12.000 Unterschriften für praxistaugliches Konzept an den Hessischen Kultusminister Alexander Lorz

Pressemitteilung 1. Dezember

12.000 Unterschriften für praxistaugliches Konzept für den Unterricht unter Pandemie-Bedingungen an den Hessischen Kultusminister übergeben.

Frankfurt (GEW): Am heutigen Dienstagvormittag übergab Maike Wiedwald, Vorsitzende der GEW Hessen, die rund 12.000 Unterschriften unter der Petition „Hessen braucht ein Konzept für den Unterricht unter Pandemie-Bedingungen" an den Hessischen Kultusminister Alexander Lorz.
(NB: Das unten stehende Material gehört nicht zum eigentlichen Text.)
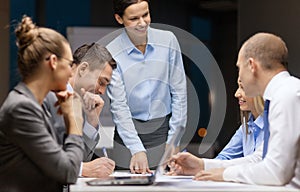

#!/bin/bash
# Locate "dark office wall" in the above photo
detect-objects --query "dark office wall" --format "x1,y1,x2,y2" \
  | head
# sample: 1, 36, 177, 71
238, 0, 300, 77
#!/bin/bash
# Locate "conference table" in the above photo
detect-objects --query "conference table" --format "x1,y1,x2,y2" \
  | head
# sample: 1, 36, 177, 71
70, 176, 299, 192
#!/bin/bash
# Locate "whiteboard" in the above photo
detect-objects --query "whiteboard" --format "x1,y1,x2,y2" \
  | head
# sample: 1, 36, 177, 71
67, 27, 120, 52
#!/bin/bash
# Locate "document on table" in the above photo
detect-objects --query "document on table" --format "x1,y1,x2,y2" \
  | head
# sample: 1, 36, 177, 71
110, 171, 152, 177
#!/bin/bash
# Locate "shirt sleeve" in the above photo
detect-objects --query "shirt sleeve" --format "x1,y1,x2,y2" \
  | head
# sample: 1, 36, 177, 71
223, 91, 300, 185
167, 33, 187, 144
216, 126, 244, 160
107, 68, 146, 155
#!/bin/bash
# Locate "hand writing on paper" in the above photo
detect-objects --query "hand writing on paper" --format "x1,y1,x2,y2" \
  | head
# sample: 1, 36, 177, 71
129, 151, 151, 174
194, 168, 225, 181
82, 157, 115, 178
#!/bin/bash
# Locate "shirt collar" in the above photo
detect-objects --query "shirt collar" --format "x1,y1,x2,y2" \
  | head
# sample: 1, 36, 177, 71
121, 26, 154, 55
248, 114, 264, 129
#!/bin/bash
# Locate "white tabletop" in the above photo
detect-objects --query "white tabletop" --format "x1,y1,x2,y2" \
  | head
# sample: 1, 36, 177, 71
70, 178, 299, 192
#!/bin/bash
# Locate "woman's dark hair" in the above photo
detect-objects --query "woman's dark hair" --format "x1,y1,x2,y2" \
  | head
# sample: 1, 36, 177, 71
113, 0, 150, 17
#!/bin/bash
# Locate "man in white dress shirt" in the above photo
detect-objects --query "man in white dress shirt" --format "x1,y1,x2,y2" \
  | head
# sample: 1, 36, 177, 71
166, 33, 300, 189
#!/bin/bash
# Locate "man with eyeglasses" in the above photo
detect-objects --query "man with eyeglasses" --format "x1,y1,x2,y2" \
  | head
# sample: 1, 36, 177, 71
44, 43, 116, 178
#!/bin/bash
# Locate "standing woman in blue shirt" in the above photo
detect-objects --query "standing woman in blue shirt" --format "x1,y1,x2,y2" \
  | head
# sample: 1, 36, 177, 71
216, 80, 264, 160
107, 0, 187, 173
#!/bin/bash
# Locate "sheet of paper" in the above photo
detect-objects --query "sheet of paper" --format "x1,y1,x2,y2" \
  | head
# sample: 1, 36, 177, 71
110, 171, 152, 177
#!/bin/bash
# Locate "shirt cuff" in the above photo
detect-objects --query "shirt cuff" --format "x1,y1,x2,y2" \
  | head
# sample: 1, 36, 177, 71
202, 158, 222, 170
83, 121, 99, 140
78, 162, 83, 177
223, 166, 238, 182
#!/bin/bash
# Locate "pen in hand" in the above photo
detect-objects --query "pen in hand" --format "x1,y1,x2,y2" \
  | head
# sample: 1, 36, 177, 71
102, 147, 108, 158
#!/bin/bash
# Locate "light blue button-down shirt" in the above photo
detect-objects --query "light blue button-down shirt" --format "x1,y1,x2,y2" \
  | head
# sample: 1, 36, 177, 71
216, 115, 264, 160
107, 27, 187, 154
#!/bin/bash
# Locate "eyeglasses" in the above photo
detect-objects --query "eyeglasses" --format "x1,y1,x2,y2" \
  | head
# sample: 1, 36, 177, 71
46, 55, 75, 67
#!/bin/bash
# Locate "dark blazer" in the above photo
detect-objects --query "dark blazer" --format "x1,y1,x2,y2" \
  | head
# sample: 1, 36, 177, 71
0, 82, 84, 192
44, 89, 100, 162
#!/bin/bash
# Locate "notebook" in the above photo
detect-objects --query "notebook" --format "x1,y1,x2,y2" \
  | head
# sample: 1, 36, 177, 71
86, 128, 184, 186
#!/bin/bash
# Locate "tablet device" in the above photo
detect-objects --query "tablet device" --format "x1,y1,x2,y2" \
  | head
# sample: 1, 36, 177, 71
86, 128, 184, 186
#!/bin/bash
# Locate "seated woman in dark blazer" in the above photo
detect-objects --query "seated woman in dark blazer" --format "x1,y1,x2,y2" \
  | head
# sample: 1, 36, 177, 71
0, 16, 84, 191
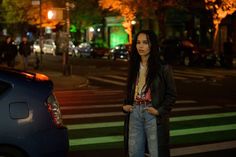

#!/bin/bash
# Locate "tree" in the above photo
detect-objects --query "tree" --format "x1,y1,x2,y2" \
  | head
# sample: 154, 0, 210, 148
205, 0, 236, 48
71, 0, 105, 42
1, 0, 59, 35
99, 0, 178, 42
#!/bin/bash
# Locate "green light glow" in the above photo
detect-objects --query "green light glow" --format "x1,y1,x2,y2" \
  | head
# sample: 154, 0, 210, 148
67, 112, 236, 130
67, 112, 236, 147
110, 26, 129, 48
70, 124, 236, 146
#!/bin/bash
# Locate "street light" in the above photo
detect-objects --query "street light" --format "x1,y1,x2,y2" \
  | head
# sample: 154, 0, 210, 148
48, 10, 54, 20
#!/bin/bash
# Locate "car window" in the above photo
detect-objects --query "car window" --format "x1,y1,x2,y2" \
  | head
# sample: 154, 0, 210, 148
0, 80, 11, 95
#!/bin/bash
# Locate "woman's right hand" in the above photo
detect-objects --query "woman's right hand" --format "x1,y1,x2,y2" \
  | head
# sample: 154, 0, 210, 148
122, 105, 133, 112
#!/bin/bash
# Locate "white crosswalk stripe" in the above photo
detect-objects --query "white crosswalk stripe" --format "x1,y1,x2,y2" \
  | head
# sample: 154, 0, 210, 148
89, 70, 225, 86
56, 89, 236, 156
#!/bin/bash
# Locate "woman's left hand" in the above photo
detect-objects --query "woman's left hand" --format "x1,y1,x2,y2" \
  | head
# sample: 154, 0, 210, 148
146, 107, 159, 116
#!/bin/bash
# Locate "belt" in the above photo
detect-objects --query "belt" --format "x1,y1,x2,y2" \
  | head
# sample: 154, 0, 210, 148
135, 100, 151, 105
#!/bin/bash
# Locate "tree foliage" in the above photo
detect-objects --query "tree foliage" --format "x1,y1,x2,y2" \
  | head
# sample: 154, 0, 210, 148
99, 0, 178, 40
205, 0, 236, 47
71, 0, 103, 30
2, 0, 58, 26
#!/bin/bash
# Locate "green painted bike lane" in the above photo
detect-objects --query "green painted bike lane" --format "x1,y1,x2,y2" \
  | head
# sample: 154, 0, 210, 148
67, 112, 236, 151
Aus diesem Anlass erklärte Maike Wiedwald: „Inzwischen sind die Temperaturen in Hessen im Minusbereich. In den Klassenzimmern ist es jetzt richtig frostig, nicht nur im übertragenen Sinne. Denn außer regelmäßigem Lüften ist dem Kultusminister noch nicht viel eingefallen, um die Schulen auf einen Winter in der Corona-Pandemie vorzubereiten. 12.000 Menschen haben unsere Petition unterschrieben und fordern mit uns, dass der Kultusminister endlich ein tragfähiges Konzept für den Unterricht unter Pandemiebedingungen entwickelt. Angesichts der auch nach vier Wochen ,Lockdown-Light' unverändert hohen Infektionszahlen in ganz Hessen müssen die Schulen endlich flächendeckend in das Wechselmodell übergehen. Nur mit Abstand in kleineren Gruppen ist es gegenwärtig möglich, das Risiko einer Infektion zu minimieren und gleichzeitig guten Unterricht unter akzeptablen Rahmenbedingungen sicherzustellen."
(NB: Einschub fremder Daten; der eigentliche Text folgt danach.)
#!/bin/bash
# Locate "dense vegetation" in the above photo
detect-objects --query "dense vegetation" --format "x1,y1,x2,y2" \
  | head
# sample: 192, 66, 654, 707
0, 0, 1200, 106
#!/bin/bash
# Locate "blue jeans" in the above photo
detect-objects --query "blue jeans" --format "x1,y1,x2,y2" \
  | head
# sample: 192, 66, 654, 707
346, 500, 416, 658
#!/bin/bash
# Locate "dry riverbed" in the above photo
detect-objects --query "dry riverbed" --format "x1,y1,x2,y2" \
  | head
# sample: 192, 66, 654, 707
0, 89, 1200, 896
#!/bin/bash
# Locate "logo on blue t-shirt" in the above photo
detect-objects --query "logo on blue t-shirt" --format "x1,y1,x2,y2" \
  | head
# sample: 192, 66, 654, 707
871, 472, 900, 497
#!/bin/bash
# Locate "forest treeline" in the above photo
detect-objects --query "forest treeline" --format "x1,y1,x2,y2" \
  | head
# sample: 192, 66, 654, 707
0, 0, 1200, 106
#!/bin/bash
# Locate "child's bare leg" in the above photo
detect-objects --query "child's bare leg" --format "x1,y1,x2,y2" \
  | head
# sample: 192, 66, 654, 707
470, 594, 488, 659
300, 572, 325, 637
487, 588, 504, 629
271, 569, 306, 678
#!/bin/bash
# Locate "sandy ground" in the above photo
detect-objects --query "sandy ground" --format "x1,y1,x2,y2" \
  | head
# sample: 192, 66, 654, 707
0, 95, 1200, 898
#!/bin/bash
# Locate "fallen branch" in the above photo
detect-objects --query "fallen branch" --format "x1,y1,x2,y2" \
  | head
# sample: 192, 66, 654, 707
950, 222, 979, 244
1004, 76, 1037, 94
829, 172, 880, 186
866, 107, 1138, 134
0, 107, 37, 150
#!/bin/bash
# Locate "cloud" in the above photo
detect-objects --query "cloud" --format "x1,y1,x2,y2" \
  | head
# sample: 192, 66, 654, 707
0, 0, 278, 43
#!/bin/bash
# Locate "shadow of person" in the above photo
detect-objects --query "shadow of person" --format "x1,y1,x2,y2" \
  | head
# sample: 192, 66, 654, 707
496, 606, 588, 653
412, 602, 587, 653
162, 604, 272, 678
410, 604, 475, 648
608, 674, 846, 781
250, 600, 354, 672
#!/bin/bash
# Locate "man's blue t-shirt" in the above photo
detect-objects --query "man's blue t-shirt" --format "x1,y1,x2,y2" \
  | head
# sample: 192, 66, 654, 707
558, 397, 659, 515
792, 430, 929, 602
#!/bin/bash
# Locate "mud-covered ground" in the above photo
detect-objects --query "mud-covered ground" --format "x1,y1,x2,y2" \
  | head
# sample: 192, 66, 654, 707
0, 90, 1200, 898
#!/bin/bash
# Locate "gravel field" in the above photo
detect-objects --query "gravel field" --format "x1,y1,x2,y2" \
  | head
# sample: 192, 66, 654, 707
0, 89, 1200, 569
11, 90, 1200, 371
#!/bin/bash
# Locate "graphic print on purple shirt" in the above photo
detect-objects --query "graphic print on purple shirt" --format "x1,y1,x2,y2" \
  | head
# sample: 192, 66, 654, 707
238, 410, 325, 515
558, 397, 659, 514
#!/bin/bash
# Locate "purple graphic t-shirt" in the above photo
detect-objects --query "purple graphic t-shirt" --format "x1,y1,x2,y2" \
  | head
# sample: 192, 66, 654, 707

Um den Kultusminister und die gesamte Landesregierung an ihre Verantwortung für den Gesundheitsschutz und für ein praxistaugliches Konzept für den Unterricht unter Pandemie-Bedingungen zu erinnern, erhielt der Kultusminister neben den Unterschriften auch einen Arbeitsplan mit täglichen Aufgaben bis zu den Weihnachtsferien in Form eines Kalenders.
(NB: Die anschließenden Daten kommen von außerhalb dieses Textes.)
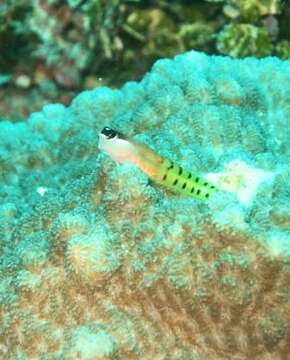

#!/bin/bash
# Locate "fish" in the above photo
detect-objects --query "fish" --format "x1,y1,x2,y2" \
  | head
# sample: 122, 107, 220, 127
98, 126, 218, 200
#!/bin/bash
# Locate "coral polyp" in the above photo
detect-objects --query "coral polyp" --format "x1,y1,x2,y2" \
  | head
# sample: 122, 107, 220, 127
0, 51, 290, 360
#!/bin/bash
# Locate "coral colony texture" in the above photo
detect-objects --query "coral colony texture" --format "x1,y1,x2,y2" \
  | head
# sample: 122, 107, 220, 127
0, 51, 290, 360
0, 0, 290, 121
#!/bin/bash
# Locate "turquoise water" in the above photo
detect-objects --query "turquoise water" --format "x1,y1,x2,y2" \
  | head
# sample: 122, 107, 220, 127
0, 1, 290, 360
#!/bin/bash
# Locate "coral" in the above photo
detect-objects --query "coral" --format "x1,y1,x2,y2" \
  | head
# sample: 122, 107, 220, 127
0, 0, 290, 121
0, 51, 290, 360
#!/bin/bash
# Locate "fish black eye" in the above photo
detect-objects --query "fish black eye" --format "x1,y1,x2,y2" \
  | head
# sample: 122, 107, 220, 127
101, 126, 117, 139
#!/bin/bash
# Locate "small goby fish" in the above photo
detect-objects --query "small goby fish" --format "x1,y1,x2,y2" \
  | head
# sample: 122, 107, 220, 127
99, 127, 217, 200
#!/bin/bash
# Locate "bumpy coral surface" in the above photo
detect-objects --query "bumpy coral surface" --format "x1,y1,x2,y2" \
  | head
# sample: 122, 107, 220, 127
0, 52, 290, 360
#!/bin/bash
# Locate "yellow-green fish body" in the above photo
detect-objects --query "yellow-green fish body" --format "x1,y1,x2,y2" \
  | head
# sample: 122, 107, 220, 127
99, 127, 217, 200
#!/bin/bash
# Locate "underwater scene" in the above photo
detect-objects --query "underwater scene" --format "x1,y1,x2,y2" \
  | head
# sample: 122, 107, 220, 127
0, 0, 290, 360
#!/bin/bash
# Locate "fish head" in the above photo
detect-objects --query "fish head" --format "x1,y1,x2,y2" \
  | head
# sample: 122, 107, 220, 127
98, 126, 136, 163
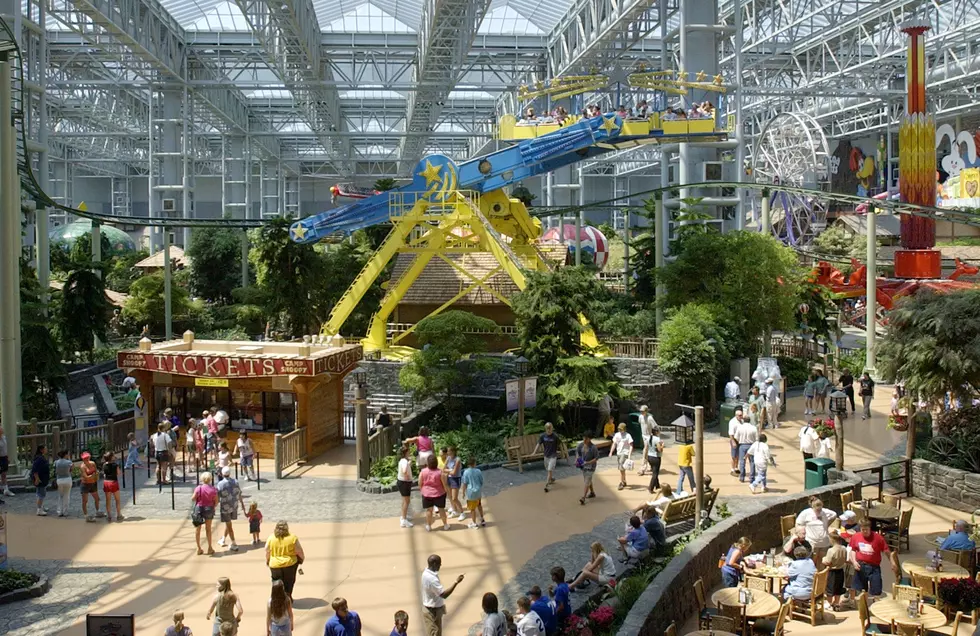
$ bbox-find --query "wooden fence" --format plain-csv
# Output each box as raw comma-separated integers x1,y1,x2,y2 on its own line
274,426,306,479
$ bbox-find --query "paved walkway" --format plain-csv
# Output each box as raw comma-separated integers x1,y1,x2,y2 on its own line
0,390,952,636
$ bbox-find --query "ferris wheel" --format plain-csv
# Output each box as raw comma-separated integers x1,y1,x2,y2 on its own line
749,112,830,245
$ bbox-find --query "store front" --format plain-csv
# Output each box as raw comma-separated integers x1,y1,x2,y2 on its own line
117,331,362,459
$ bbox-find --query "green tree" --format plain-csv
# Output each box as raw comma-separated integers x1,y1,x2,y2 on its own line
120,272,191,335
398,310,500,410
249,218,331,336
58,267,112,361
658,232,803,357
511,266,606,374
657,303,728,398
187,227,242,303
878,289,980,404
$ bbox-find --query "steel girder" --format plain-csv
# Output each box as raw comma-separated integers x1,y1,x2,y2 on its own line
399,0,490,171
235,0,354,175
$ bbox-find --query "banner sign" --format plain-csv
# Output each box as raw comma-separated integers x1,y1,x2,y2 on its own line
116,346,364,378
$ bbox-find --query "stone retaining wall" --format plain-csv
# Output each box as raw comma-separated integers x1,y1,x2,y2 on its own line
912,459,980,513
617,471,861,636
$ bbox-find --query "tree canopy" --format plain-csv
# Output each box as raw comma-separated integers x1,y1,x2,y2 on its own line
878,289,980,404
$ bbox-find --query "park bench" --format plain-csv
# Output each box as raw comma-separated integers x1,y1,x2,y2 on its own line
504,433,568,473
661,489,718,526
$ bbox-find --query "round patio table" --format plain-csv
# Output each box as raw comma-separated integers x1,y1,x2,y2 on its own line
711,587,781,619
902,558,970,581
871,598,946,629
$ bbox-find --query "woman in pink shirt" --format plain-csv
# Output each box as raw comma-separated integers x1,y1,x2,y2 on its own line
419,453,449,531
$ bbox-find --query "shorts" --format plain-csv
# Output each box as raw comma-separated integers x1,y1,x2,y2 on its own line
422,493,446,510
398,479,412,497
851,563,881,596
827,568,844,596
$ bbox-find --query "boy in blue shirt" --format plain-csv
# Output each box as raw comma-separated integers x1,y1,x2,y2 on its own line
463,457,487,528
551,566,572,629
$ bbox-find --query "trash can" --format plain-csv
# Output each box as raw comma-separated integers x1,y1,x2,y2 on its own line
803,457,837,490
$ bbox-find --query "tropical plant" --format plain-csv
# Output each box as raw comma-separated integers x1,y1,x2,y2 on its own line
398,310,500,410
58,267,112,361
878,289,980,405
Dazu wurden exemplarisch einige der insgesamt über 3.800 Kommentare ausgewählt, welche die Unterzeichnerinnen und Unterzeichner verfasst haben:
„Wir tun unser äußerst Mögliches, um diese Krisensituation zu bewältigen. Unsere Schulleitung schafft regelmäßig mehr, als eigentlich menschenmöglich sein sollte. Geben Sie uns die Mittel, unsere Schulen und unser Land sicher durch diese Zeit zu bringen. Unsere Bereitschaft haben Sie bereits."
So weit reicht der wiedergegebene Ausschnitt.